[webteam] Sections

Adam Nemeth aadaam at gmail.com
Sat Sep 15 10:07:04 CDT 2007


Oh, the usual "information hiding vs. modality" argument... been
around since Palo Alto or even before...

On 9/15/07, Robert Martinez <mail at mray.de> wrote:
> As we all agree we should adress different audiences differently
> (therefore the five sections:
> "IM-user", "developer", "server admin", "business" and a "section
> choosing").
>
> First:
>   Technically speaking - every setion is basically our same page,
>   but offers a different perspective to all our information on jabber.org.

Hmm, I think it's a wrong perspective.

I'd consider it as a hierarchy - sections meaningful for:
- Everyone ("jabber basics"): Client list, public server list, etc
- Only meaningful for developers: code libraries, XEPs, devblogs,
development mailing lists, service/mashup highlights (have you checked
out airtalkr.com recently? seems to me it has an open 5222 port... :)
- Meaningful for organization leaders, to be showed for them (by
advocates, developers, vendors) : marketing stuff, case studies,
commercial vendors, benefits, etc
- Meaningful for sysadmins: jadmin list, what bugs how, etc (I
sometimes think it's a bit similiar to developers interest and could
be mixed well).

Probably the easiest way to understand this is through ROLES: in your
life, you have a lot of roles. You're your mother's child, probably a
father (/mother) of your child, an employee at your workplace, a lover
in bed... but usually the context gives you what role you play.

In my current mental model of jabber.org is that when you want to get
to know jabber, you go to everyone/IM-users/Endusers pages, even if
you're a geek.

When you want to create something with jabber, you go to the
developer's room/corner, which would have strange words (like C as a
language... is it a short for chinese??) for a non-developer, but
still familiar for you as a geek who can program. (Btw, XEPs, SASLs
and other TLAs shouldn't run freely in the wild even there!! We need
to have a dictionary, how about that?)

If you feel comfortable with programming enough, you may want to
introduce it to your boss, or want to sell your own program for
clients, you look at the "For business" page to show it for them, or
try to collect your own arguments from it.

When you try to install a server at home, you may run into problems
(like: how do I enable using AIM through jabber?) which aren't for a
usual end-user, nor a businessman (it's enough for them to know it's
possible.)

>   The way to access information should be tailored to the adiences needs.
>
>   Letting apart  HOW we  route the audience to the corresponding section
>   I have a question:
>
>   How should you be able to change your active section?
>   Anybody just entering "jabber.org" in his browser should be able to
> learn about everything else on the page, too.

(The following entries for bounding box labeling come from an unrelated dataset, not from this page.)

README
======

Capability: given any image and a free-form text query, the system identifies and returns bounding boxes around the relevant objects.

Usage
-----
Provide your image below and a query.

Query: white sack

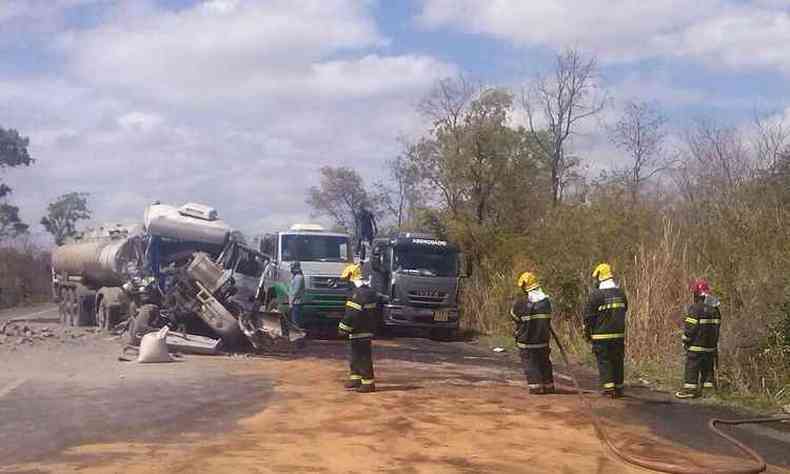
[137,326,173,364]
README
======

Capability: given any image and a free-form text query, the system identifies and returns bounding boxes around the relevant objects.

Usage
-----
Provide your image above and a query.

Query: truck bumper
[382,304,458,329]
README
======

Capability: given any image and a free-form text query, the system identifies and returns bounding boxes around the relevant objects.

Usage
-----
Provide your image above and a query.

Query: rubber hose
[551,329,790,474]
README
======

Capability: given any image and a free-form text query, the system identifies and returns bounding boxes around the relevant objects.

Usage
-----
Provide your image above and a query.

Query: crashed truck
[53,203,300,350]
[52,203,231,329]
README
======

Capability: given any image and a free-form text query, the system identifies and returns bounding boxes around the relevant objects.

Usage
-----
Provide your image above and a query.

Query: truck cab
[259,224,354,326]
[366,233,461,338]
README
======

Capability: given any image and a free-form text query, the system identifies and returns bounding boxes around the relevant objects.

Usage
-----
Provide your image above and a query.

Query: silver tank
[52,236,142,286]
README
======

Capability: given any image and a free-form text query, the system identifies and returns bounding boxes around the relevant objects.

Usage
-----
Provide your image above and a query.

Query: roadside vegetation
[308,50,790,412]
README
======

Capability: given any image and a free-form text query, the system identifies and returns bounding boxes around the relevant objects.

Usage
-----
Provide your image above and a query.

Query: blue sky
[0,0,790,243]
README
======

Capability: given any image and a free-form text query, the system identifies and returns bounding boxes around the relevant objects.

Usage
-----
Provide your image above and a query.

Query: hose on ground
[551,330,790,474]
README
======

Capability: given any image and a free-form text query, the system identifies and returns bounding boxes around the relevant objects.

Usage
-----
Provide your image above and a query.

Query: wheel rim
[96,300,109,329]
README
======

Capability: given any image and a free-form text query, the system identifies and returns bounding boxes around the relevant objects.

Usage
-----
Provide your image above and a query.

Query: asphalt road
[0,306,272,466]
[0,306,790,472]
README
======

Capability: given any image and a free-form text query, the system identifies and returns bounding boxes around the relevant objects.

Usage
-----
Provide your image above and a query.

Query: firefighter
[675,280,721,398]
[338,265,379,393]
[510,272,554,395]
[584,263,628,398]
[288,262,305,329]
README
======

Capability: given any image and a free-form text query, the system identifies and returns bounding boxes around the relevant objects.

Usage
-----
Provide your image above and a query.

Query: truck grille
[310,277,348,290]
[409,288,447,308]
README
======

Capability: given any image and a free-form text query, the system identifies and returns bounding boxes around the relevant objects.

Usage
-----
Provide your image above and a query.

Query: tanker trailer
[52,233,142,329]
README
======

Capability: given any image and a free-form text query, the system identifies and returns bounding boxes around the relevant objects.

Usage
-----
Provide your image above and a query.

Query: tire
[74,289,96,327]
[63,288,77,327]
[127,304,159,346]
[96,298,113,331]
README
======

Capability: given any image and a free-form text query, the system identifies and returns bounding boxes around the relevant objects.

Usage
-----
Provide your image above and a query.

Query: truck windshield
[282,235,351,262]
[392,246,458,277]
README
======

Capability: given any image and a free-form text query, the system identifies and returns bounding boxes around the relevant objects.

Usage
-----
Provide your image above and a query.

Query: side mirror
[370,254,384,272]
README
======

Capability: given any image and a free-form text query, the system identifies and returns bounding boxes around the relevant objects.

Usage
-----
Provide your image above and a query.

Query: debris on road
[165,331,222,355]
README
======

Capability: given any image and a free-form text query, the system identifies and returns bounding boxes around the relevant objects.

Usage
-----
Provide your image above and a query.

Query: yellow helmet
[518,272,540,291]
[340,263,362,281]
[593,263,614,281]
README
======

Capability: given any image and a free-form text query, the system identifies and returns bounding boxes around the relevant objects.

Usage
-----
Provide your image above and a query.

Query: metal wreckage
[52,203,305,354]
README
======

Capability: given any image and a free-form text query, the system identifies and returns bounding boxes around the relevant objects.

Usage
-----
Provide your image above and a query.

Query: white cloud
[419,0,790,73]
[0,0,456,241]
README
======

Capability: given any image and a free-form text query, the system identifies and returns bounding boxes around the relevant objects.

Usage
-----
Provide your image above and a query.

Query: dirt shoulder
[0,339,787,474]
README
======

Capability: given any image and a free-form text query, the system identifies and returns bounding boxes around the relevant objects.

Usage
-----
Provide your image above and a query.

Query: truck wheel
[74,289,96,327]
[63,288,77,326]
[96,298,116,331]
[127,304,159,346]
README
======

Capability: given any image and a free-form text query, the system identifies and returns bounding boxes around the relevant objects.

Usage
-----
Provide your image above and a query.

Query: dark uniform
[683,296,721,393]
[584,287,628,395]
[338,285,379,391]
[510,293,554,393]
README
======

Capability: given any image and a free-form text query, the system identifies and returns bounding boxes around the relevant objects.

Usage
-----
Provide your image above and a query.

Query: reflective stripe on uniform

I hope a geek always knows what "information for developers" link
stands for at the top of the page - or maybe we should write it in
l33tsp33k?

And besides, I'm in doubt that anyone in the end user or manager role
would like to read about C++ and other things - nor an average user
wants to get a lot of marketing stuff.

So basically, I still think it's a hierarchy, probably with the 'links
for everyone' (alias end-users' floating always, if it does feel
better for anyone.


>   I'm not a fan of having a menu or list of links that changes slightly
> based upon "another menu".
>

That's called modality. It's considered bad in some schools. On other
schools, it's called information hiding, and it's considered the best
thing since sliced bread: way too much information confuses the
novice.

Probably most developers think of information hiding as a bad thing,
because they're clever: I mean, they CAN handle a lot of information,
since if they couldn't, they wouldn't be able to do their daily job.

But always remember: it made macs succesful - and I know a lot of guys
here (including me) who uses a mac. :)

(Probably they don't want to bother with needless information, but
it's another story)
>
> Second:
>   Obviously we have much information that should be visible for some but
> not for others.
>   We need to assign and keep track of sections and their corresponding
> pages (or links).
>
>   I tried to gather a more or less complete list of all available pages:
>   http://wiki.jabber.org/index.php/Mindmap
>
>   The goal is to assign sections to every page.
>   If we feel like this is feasible we could start tagging each nodetype with
>   audience tags and build the menus accroding to that taxonomy (or we
> could use new fields)
>

I'm still besides the good ol' hiearchy, probably with some sticky pages.